While there is the argument that starting at home with the product push could be the answer, many believe that home is not a good place to start after all.

"It is impossible to function in the Indian or global market without backing from some large SIs and that is near impossible to garner. While some of them might be even customers on a local scale, the truth is, they prefer to train their manpower on international software because their value then rises. Consequently, they push the international products and Indian products tend to suffer. Successes with SIs are too few and far between and I don't see the situation changing for the next five years at least," says Diwakar Nigam, co-founder and MD, of Newgen Software, one of the early product companies in India.

The pressure and near impossibility of an individual company carrying the cross of marketing cost is the reason the industry is fast beginning to clamor for the need to build a collective brand-the brand of India as a product player in the global market.

Kamesh Ramamoorthy, VP, Enterprise Applications, of Ramco Systems believes that the public sector and government agencies should take to Indian products sooner. He also says that organizations like Nasscom's Product Forum should encourage that action within the country. Makarand Patalkar, chief of staff, Executive Management Office, i-flex takes it one step further and says that Nasscom should be much more active in imbibing the idea of an Indian product brand on the global scene.

Sunil Mehta, VP of Nasscom, says that the Product Forum is working with the IT ministry to open certain sectors of government procurement to Indian products, especially defense. They are in talks with the ministry to include a clause in the tender notices, which insists that candidates should have an Indian product as part of their portfolio offering.

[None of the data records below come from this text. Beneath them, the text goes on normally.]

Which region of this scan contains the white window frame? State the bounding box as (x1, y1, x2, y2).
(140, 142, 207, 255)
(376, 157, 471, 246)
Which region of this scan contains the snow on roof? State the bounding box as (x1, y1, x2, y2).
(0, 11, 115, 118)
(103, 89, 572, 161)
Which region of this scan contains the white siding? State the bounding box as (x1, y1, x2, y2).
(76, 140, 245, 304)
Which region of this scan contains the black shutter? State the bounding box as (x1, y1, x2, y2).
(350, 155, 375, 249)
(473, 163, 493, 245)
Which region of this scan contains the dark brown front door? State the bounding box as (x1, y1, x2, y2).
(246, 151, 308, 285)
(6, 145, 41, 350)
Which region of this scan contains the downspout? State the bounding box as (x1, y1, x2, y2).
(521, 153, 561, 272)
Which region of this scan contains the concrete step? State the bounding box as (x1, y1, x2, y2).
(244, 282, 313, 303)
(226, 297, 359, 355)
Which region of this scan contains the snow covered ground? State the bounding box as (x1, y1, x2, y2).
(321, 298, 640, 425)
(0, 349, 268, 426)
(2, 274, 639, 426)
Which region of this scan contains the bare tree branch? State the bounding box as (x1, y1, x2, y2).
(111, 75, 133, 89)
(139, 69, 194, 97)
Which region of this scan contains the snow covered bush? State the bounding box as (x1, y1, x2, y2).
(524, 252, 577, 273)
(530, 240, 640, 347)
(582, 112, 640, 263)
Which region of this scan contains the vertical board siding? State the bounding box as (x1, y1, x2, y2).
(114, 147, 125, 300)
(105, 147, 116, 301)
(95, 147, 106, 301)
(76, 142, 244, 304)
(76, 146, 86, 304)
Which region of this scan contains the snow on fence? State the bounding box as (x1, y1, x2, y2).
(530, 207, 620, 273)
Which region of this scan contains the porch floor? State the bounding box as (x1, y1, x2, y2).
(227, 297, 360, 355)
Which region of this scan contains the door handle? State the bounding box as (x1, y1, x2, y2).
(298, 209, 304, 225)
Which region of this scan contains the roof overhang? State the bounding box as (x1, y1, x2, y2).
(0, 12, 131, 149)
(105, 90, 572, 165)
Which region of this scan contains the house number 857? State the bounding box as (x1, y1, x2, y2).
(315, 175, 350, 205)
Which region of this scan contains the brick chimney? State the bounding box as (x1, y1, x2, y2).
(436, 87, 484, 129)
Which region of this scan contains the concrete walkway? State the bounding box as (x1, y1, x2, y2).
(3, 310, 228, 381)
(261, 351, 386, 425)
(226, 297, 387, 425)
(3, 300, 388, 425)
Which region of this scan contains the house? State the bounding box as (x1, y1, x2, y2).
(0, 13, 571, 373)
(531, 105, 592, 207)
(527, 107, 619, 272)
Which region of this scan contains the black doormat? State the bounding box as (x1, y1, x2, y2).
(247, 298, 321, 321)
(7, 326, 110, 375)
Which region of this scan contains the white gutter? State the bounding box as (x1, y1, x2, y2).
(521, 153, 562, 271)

Knowing bureaucracy though, that might take some time to be implemented but Nasscom does not seem to be in a big hurry to go down this road, stating that it prefers to take things one at a time.

Indomitable Spirit
The fact that product companies remain optimistic despite challenges is probably a tribute to their spirit. And, to a growing belief that as entry level barriers in the services segment increase, product development might suddenly become popular. "It's a process of evolution. It's more and more difficult to start services companies on a small scale these days, which means more entrepreneurs will gravitate towards products in the future. It's an inevitable phenomenon which will happen gradually when the services mantra dies down a bit," says Subhash. "Products will never be as big for India like the services. This is because the global market for products is just not as big as the services opportunity. But considering that we are starting off from a relatively small base, the market opportunities are going to be limitless for the next five years at least," says Ravi. There are, however, some unrecognized challenges.

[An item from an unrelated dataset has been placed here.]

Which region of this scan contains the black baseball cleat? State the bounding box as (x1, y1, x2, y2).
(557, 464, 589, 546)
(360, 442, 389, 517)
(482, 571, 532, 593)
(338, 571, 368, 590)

Key among them for the domestic market-a robust distribution and retail channel, especially if the SME segment is to bring in bulk of the volume growth. In the exports market-not just branding and marketing, but the available of money to pour into a world class product.

In the long term, a whole lot of things have to come together and work as a whole to translate the products potential into clear reality. And it makes a lot more sense for organizations and forums to work on behalf of the product community, rather than leave it to small individual players to struggle it out in the global sea.

Calm seas to swim in and able pilots to steer the ship into port-that's what the Indian software product brand needs in 2004-05.